The Simple Version
A widely-memorized table of computer latency numbers, popularized by Jeff Dean and Peter Norvig around 2012, has become a kind of sacred text in software engineering, but the hardware it describes has changed enough that several of its figures are now off by an order of magnitude or more.
Where the Numbers Come From
If you’ve been through a systems design interview in the last ten years, you’ve seen the list. L1 cache reference: 0.5 nanoseconds. Main memory reference: 100 nanoseconds. SSD random read: 150 microseconds. A packet round-trip from California to the Netherlands: 150 milliseconds. The numbers feel authoritative because they came from authoritative people: Jeff Dean, who built much of Google’s infrastructure, and Peter Norvig, one of the most respected figures in computer science. They were accurate, or close enough, for the hardware of their era.
That era was roughly 2012. The numbers have been copied, slide-decked, and blog-posted ever since, mostly without revision.
This matters because engineers use these figures to make real decisions: whether to add a caching layer, whether a database query is fast enough, whether a cross-region call is worth the cost. Calibrating those decisions against hardware that no longer exists is a quiet source of architectural drift.
What Has Actually Changed
NVMe storage is the clearest example of the problem. The 2012 table lists SSD random read at around 150 microseconds. A modern NVMe drive, which has been commodity hardware for several years now, delivers random reads closer to 20-100 microseconds, with high-end drives pushing below 20. That’s a 3x to 7x improvement. The old figure isn’t ballpark-wrong; it’s category-wrong. It describes a device class that most new systems no longer use.
Memory bandwidth has shifted too. DDR4, and now DDR5, deliver substantially higher bandwidth than the DDR3 assumed in the original table. Sequential memory access patterns that were once bottlenecked on bandwidth are now more often bottlenecked on cache coherence or software overhead.
Network latency within a single cloud availability zone has dropped considerably. In practice, well-tuned inter-service calls within the same AWS or GCP zone can run in the low hundreds of microseconds, sometimes lower, depending on the networking stack. The original table’s figures for network hops remain roughly correct for wide-area traffic, which is one reason the cross-continental round-trip numbers have aged better than the storage numbers.
CPU cache behavior is where the numbers get genuinely treacherous. Modern processors with large L3 caches change the calculus for data structure design in ways the original table doesn’t capture. A working set that would have been a cache miss in 2012 might now fit comfortably in L3. Engineers who learned to fear cache misses absolutely may be over-engineering for a problem that’s shrunk.
The Numbers That Haven’t Changed Much
Physics is physics. The speed of light across a fiber cable from California to the Netherlands hasn’t changed. Human perception thresholds haven’t changed. The fundamental instruction latency of a branch prediction miss is still in the low nanosecond range. Wide-area network latency is still dominated by distance and routing, not hardware generation.
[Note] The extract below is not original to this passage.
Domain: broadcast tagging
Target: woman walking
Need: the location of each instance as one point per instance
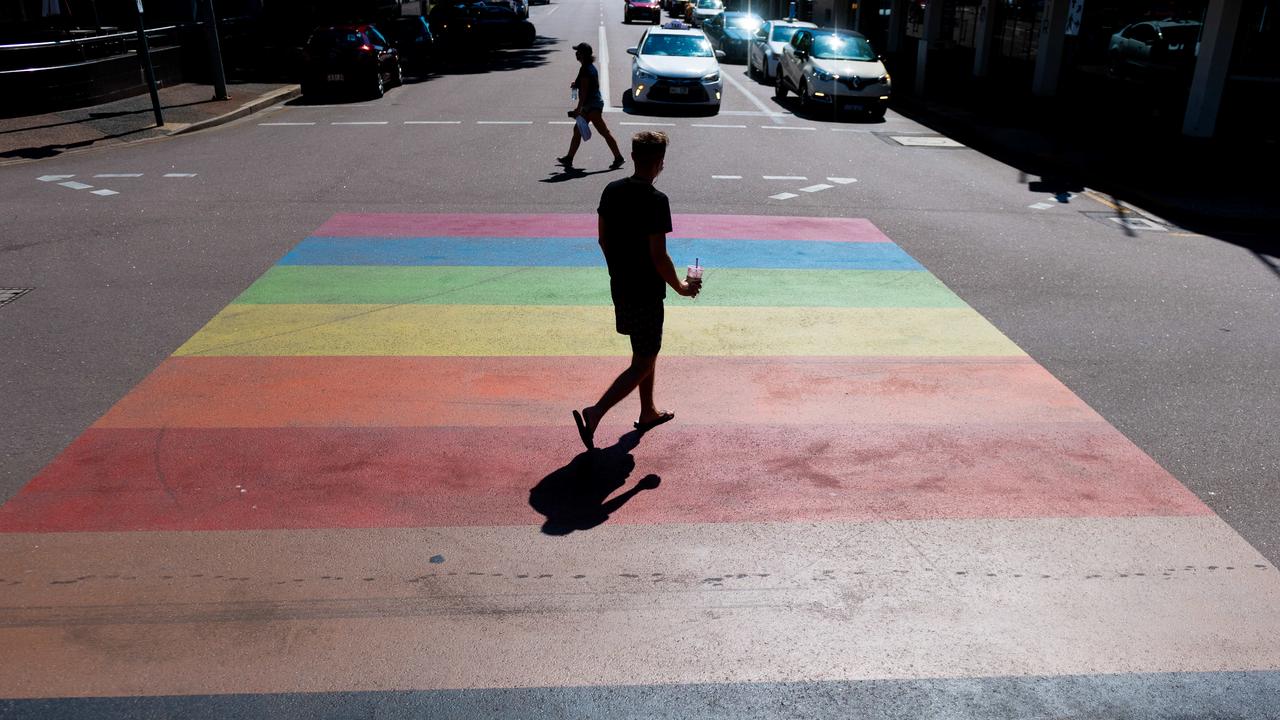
(590, 106)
This creates an asymmetry worth internalizing: the numbers closest to the hardware, where engineering has had the most to work with, have improved the most. The numbers governed by geography and physics have barely moved. If your mental model gets these two categories confused, you’ll over-optimize for storage and under-optimize for network placement.
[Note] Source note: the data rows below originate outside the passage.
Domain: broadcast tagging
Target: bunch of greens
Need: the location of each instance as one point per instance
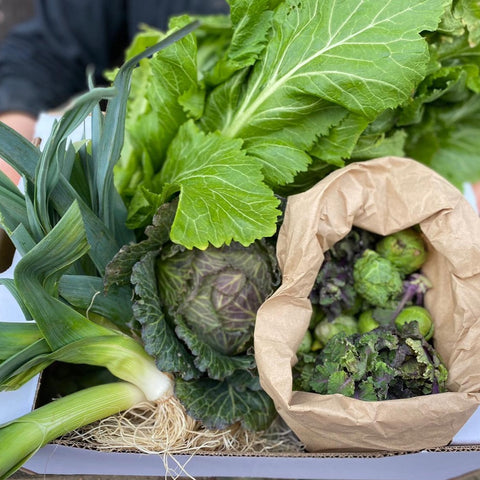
(67, 226)
(270, 100)
(375, 345)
The Problem with Memorizing Numbers at All
The deeper issue isn’t that engineers have the wrong numbers memorized. It’s that the exercise of memorizing a specific table encourages false precision. Real systems don’t behave like idealized hardware benchmarks. An NVMe read at 30 microseconds in a benchmark can become a 2-millisecond operation in production when you factor in filesystem overhead, kernel scheduler latency, and the specific access pattern of your workload.
The engineers who use latency intuition most effectively don’t recite numbers. They understand orders of magnitude and the relationships between layers. They know that memory is faster than storage, that storage is faster than network, that local is faster than remote, and that the ratios between these layers matter more than the absolute values. That structure is stable even as the absolute figures move.
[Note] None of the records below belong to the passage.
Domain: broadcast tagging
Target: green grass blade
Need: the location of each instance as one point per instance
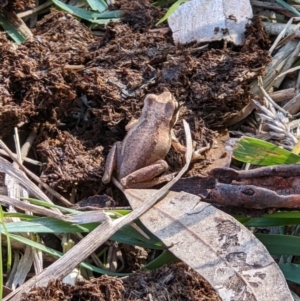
(9, 250)
(98, 5)
(15, 35)
(59, 254)
(278, 244)
(127, 234)
(170, 11)
(165, 257)
(259, 152)
(291, 271)
(163, 2)
(82, 13)
(288, 7)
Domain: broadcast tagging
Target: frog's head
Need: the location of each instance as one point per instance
(164, 106)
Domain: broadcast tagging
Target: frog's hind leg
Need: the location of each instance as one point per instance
(111, 162)
(145, 174)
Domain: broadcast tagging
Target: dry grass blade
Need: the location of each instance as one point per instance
(35, 178)
(97, 237)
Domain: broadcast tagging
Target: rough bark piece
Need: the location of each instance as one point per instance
(207, 21)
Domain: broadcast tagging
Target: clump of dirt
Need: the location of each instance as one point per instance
(84, 89)
(17, 5)
(172, 282)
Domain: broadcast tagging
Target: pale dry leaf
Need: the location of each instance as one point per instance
(215, 245)
(207, 21)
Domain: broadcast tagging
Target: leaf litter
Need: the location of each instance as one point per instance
(82, 89)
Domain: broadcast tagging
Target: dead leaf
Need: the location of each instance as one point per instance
(215, 245)
(207, 21)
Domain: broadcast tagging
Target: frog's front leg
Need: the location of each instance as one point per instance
(111, 162)
(145, 174)
(197, 154)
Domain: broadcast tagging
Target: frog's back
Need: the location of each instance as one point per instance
(144, 144)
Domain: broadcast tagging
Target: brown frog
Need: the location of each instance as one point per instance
(139, 159)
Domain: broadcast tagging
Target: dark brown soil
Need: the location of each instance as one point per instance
(81, 90)
(175, 282)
Updated reference tables exist. Colin Scott has maintained a version with year-by-year adjustments. Brendan Gregg’s systems performance work includes more current figures calibrated to modern hardware. These are worth reading, not to memorize, but to recalibrate intuition.
What to Do with This
For practicing engineers, the practical takeaway is narrow but important: if you’re making an architectural decision that hinges on whether an operation is fast enough, measure it on the actual hardware your system runs on. Cloud providers have made this easy. A quick benchmark on your target instance type takes less time than looking up a twelve-year-old table and gives you numbers that are actually true.
For interviewers who use latency recall as a proxy for systems knowledge, the table is probably testing the wrong thing. The candidate who can explain why memory is faster than storage, and what that implies for cache design, knows more than the candidate who has the 2012 figures memorized. Knowledge of the reasoning behind the hierarchy generalizes. Knowledge of specific nanosecond counts from a specific hardware generation does not.
The original table did genuine work. It gave a generation of engineers a shared reference point at a time when systems thinking was becoming critical at scale. But shared reference points require maintenance, and this one has been running on fumes for a while.